Durante la Semana Santa de 1932, Madrid vivió una celebración atípica: las procesiones religiosas fueron suprimidas por completo. En el marco de la Segunda República, las procesiones fueron suspendidas por una combinación de factores políticos, sociales y de seguridad, reflejo del choque entre el nuevo régimen republicano y la Iglesia católica en una España profundamente dividida.
Con el fin de conocer cómo afectó esto a la vida religiosa de los fieles, el periodista J.R. entrevistó a varios párrocos de importantes iglesias de Madrid.
En la iglesia de San José, el párroco explicó que nunca se habían realizado procesiones exteriores, ni siquiera en épocas más estables.

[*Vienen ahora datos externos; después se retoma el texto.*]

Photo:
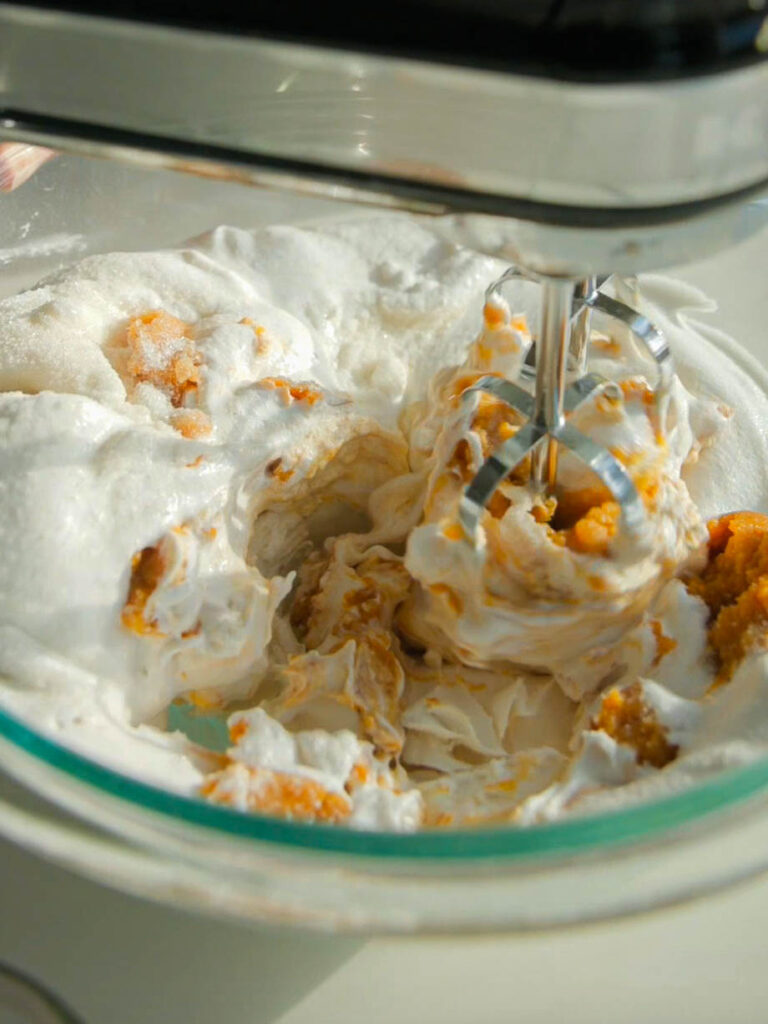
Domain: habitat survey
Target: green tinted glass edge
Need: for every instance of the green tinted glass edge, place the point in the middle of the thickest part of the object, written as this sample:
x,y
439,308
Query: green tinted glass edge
x,y
582,835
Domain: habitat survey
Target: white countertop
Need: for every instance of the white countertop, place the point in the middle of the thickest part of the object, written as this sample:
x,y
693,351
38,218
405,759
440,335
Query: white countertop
x,y
119,961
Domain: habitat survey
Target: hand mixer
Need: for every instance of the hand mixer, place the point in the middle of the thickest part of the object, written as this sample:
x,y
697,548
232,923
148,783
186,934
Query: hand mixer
x,y
577,138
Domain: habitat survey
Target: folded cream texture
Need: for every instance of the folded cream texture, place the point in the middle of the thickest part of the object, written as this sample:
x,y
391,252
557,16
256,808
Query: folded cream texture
x,y
230,473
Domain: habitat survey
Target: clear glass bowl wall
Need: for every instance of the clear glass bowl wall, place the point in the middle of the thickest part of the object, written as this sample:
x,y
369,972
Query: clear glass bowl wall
x,y
197,855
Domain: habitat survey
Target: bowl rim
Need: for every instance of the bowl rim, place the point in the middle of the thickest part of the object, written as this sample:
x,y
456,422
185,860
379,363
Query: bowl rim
x,y
592,834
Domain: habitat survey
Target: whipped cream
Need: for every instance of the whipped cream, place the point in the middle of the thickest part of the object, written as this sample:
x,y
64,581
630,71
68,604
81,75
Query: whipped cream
x,y
231,475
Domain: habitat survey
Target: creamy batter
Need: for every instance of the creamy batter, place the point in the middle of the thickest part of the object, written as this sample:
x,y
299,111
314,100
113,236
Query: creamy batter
x,y
230,476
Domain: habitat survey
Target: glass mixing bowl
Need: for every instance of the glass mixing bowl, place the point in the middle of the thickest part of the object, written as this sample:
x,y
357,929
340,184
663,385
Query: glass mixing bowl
x,y
186,852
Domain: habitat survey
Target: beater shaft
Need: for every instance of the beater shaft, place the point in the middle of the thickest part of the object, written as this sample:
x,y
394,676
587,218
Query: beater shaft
x,y
552,354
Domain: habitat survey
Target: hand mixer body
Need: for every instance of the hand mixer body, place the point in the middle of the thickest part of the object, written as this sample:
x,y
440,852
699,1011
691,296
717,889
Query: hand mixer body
x,y
573,137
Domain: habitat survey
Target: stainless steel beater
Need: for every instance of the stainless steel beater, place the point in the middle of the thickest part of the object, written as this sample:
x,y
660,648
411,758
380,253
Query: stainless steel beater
x,y
563,335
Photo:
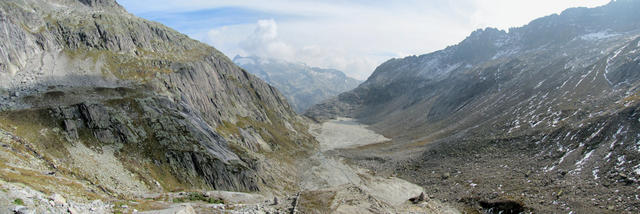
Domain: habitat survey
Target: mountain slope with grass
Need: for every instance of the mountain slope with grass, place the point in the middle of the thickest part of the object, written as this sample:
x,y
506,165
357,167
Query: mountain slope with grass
x,y
96,103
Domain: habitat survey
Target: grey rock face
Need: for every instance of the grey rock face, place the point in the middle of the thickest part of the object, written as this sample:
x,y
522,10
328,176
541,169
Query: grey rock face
x,y
560,94
171,106
303,86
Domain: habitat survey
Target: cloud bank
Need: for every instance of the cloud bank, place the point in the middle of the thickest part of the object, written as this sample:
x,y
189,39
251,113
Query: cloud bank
x,y
354,36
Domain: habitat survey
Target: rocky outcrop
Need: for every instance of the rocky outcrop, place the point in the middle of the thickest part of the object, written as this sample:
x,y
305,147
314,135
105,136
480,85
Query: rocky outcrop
x,y
303,86
144,100
556,97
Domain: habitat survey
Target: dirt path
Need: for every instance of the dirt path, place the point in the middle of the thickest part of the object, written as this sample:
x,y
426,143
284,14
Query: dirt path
x,y
341,188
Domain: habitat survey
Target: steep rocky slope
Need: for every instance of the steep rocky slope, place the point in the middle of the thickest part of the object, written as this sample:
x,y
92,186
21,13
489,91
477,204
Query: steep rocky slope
x,y
121,106
558,96
302,85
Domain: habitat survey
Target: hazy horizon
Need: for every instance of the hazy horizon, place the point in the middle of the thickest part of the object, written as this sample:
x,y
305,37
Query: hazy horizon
x,y
352,36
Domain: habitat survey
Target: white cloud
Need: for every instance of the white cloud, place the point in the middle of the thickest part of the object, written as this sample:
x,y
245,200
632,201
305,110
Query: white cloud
x,y
264,42
355,36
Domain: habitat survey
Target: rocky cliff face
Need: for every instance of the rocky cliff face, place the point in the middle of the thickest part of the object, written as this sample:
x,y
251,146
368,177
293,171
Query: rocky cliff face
x,y
131,106
302,85
560,93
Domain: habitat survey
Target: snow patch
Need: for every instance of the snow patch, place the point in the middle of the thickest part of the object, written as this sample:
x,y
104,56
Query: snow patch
x,y
598,36
539,84
585,158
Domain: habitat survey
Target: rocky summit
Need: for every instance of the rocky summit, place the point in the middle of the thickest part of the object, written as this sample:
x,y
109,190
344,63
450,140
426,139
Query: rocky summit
x,y
544,116
105,112
99,105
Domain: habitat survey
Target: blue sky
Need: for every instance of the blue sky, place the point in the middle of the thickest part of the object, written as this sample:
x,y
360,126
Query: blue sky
x,y
350,35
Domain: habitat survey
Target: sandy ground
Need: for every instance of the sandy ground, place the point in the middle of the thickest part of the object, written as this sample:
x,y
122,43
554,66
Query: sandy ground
x,y
344,133
374,194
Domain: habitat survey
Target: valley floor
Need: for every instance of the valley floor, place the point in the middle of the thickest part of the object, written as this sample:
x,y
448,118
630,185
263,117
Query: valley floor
x,y
328,185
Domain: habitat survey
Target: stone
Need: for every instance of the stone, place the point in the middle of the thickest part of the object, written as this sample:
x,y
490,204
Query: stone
x,y
446,175
73,210
58,200
21,210
419,199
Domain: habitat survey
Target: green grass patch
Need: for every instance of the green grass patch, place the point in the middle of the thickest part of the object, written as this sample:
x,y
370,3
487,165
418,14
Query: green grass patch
x,y
18,201
196,196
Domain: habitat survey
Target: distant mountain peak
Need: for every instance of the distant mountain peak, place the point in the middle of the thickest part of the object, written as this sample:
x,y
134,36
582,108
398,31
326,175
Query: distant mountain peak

Según su testimonio, la asistencia a misa no se redujo; al contrario, se percibió un ligero aumento de la devoción. Bautismos y matrimonios continuaron celebrándose con normalidad, y tanto hombres como mujeres participaron con notable fervor.
En San Ginés, donde tradicionalmente se organizaba la procesión del Santo Entierro, la situación también cambió. Aquella procesión, que solía contar con el respaldo del Ayuntamiento, no se celebró ese año. Dos sacerdotes explicaron que, a pesar de la supresión, la asistencia a los oficios religiosos aumentó, especialmente entre los hombres, cuya presencia creció aproximadamente un 20%. Ambos coincidieron en que los actos externos del culto fomentaban la devoción, pero subrayaron que los fieles mantuvieron su fervor aun sin procesiones. Además, afirmaron que la colecta convocada por el obispo tuvo buena respuesta, destacando las aportaciones de los sectores más humildes.
Por otro lado, en la iglesia de San Luis, el colector Gabriel Saz confirmó que tampoco salían procesiones. Aun así, reconoció la importancia del culto externo para avivar la fe popular. En cuanto a la asistencia a la iglesia, aseguró que no disminuyó; durante la semana acudían más mujeres, mientras que los domingos la presencia masculina era mayor. La parroquia, situada en una zona comercial, recibía contribuciones constantes de bancos, viajeros y comerciantes, lo que permitió sostener el culto sin dificultad.
En conjunto, la Semana Santa de 1932 se desarrolló sin procesiones. Los sacerdotes entrevistados coincidieron en que, aunque faltó el elemento visual y ceremonial de la calle, la fe se mantuvo viva y activa entre los creyentes.